- VHS movie cover
- Directed by: Lewis Gilbert
- Written by: Lewis Gilbert Vernon Harris
- Produced by: Daniel M. Angel
- Starring: Michael Redgrave Dirk Bogarde Anthony Steel Nigel Patrick
- Cinematography: Stephen Dade
- Edited by: Russell Lloyd
- Music by: Malcolm Arnold
- Production company: Angel Productions
- Distributed by: Eros Films (UK) United Artists (USA)
- Release date: 30 November 1954 (UK);
- Running time: 91 minutes
- Country: United Kingdom
- Language: English
- Budget: £165,857

= The Sea Shall Not Have Them =

1954 film by Lewis Gilbert

The Sea Shall Not Have Them is a 1954 British war film starring Michael Redgrave, Dirk Bogarde and Anthony Steel. It was directed by Lewis Gilbert and is based on the 1953 novel by John Harris, about a North Sea rescue during the Second World War. The musical soundtrack is by composer Malcolm Arnold.

The film title is the motto of the Royal Air Force's Air Sea Rescue Service. Gilbert called it "standard fare" but it "did very well."

==Plot==
It is the autumn of 1944. Allied armies are sweeping through France towards Germany. A British Lockheed Hudson has been damaged in aerial combat with a German Messerschmitt, with both aircraft ditching in the North Sea, twenty miles off the Dutch coast. The four crew from the British aircraft are unable to send a complete mayday alert, although a signal fragment reaches England. Among them is Air Commodore Waltby who has a briefcase containing secret German plans for the successor to the V1 and V2. Flight Sergeant Mackay assumes a leading role in the rescue dinghy, tying everyone together to prevent anyone falling overboard, and sharing his boots with the pilot despite the cold. As the weather closes in and a freezing cold night descends, aircraft suspend their search, leaving the now waterlogged dinghy to face the sea alone. Waltby orders the others that if he dies, they must get the briefcase to London or throw it overboard should they face capture.

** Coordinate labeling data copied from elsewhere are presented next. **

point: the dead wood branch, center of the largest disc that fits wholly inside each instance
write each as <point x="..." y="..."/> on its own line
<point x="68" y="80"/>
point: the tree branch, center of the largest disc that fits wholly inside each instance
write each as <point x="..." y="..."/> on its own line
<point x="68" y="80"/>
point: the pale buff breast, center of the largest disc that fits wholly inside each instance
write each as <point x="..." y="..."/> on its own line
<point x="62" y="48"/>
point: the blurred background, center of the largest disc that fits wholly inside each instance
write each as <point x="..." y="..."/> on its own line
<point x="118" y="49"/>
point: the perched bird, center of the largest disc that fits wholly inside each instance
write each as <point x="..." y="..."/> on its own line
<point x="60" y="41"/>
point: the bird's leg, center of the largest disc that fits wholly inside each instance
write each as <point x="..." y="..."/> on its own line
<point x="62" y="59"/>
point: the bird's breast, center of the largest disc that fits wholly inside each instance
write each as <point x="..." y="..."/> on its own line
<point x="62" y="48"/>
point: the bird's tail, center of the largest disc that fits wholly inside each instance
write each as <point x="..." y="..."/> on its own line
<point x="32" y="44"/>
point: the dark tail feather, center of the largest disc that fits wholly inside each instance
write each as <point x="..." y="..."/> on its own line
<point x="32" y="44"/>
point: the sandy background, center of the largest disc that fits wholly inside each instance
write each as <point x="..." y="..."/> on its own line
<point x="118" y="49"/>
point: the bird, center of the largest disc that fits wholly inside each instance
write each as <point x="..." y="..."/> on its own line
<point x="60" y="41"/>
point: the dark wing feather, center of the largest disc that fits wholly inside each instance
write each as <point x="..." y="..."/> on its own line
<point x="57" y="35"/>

An RAF Air Sea Rescue sea launch joins the search. Commanded by Flying Officer Treherne, Launch 2561, or "Sixty One" in radio signals, struggles against the bad weather, mechanical problems and a fire in the galley. Second in command, Flight Sergeant Singsby dominates the crew, playing a benevolent but demanding hand with the questionable seamanship of the junior ranks. On the second day, updated intelligence about the dinghy's likely location is received from the downed German Messerschmitt pilot, whom the RAF has rescued. RAF Air Sea Rescue is now aware the dinghy has drifted inshore, far from its ditching point. As the weather clears, "Sixty One" sights the dinghy and approaches it under fire from enemy shore batteries and through a mine field. Launch 2561 safely returns to England where the briefcase with secret documents is delivered. An injured Flying Officer Treherne and Flight Sergeant Mackay are applauded by senior officers.

==Production==
The film was based on a 1953 book by Max Hennessy, which became a best seller.

In August 1953, it was announced that both Rank and ABPC were competing for the film rights, which were expected to go for $20,000.

Producer Dan Angel arranged one of the strongest male casts of the era. It was one of a number of sea-related themes made in Britain following the success of The Cruel Sea. It was one of a number of war movies Anthony Steel made in which he supported an older British star.

There were six weeks filming on location in Felixstowe, followed by studio work at Riverside.

Referring to the film's title, Noël Coward said of the film's two male stars, "I don't see why not. Everyone else has." Redgrave was reportedly bisexual, while Bogarde was homosexual.

The film was shot at the Riverside Studios in Hammersmith and Felixstowe in Suffolk. Filming had finished by June 1954.

==Reception==
===Critical===
Variety said the film "has several basic ingredients of a boxoffice success;
tough but believable plot, a cast too big for the average theatre marquee and exciting action sequences in the climax when the missing air crew is picked up within range of enemy shore batteries."

===Box office===
According to Kinematograph Weekly it was a "money maker" at the British box office in 1955. The film performed poorly at the US box office, like most British war movies of this era. Gilbert said every one of the films he made with Danny Angel - six in all - were successful financially.